Die einzelnen Positionen der Universitätsstadt Marburg zu diesen Änderungen sind weiter unten unter P. 5 aufgeführt.

 

4. Funktionen des Oberzentrums Marburg in und für Mittelhessen im Wechselspiel mit Marburger Interessenlagen

Gemäß den landesplanerisch zugewiesenen Funktionen als Oberzentrum hat Marburg vielschichtige Versorgungsfunktionen für unterschiedlich bemessene Einzugsbereiche. Beispielsweise im Hinblick auf Bildung, Ausbildung und Krankenversorgung erstrecken sich die Versorgungs- und Einzugsbereiche teilweise über die Region Mittelhessen hinaus. Mit der Erfüllung oberzentraler Aufgabenstellungen und im Verbund mit verschiedenen (international operierender) Gewerbe- und Dienstleistungsbetrieben ist Marburg zudem ein gewichtiger Arbeitsplatzschwerpunkt für die gesamte Region Mittelhessen. Schließlich ist Marburg einer der Bevölkerungsschwerpunkte in Mittelhessen.

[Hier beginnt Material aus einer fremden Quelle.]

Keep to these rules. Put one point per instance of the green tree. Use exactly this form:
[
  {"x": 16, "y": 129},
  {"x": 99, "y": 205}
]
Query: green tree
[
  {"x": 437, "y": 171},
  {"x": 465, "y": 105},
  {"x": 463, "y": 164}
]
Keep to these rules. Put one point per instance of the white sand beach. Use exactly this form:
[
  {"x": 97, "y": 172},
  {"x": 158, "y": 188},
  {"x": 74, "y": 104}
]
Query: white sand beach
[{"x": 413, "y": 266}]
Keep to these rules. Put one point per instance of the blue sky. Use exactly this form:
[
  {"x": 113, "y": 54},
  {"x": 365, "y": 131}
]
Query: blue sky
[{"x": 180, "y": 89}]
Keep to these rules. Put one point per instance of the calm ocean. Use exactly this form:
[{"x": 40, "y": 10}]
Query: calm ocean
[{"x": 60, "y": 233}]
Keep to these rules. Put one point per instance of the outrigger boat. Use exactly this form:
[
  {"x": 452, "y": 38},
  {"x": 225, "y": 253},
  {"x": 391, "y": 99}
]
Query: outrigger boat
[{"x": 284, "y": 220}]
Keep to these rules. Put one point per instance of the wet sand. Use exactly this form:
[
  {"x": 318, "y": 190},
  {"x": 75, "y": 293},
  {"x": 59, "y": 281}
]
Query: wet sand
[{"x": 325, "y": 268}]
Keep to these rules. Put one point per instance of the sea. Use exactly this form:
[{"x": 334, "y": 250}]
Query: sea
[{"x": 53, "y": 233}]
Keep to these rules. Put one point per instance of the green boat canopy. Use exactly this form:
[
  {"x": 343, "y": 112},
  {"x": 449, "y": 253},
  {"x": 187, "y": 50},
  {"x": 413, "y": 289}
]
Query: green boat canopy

Selbstverständlich liegt es im Interesse des Magistrats, dass diese oberzentralen Funktionen weiterhin ausgefüllt werden können und mittels Investitionen in öffentlichen Infrastrukturen und einer vorausschauenden Daseinsvorsorge übergeordneter Planungen gebührend und zielkonform unterstützt werden.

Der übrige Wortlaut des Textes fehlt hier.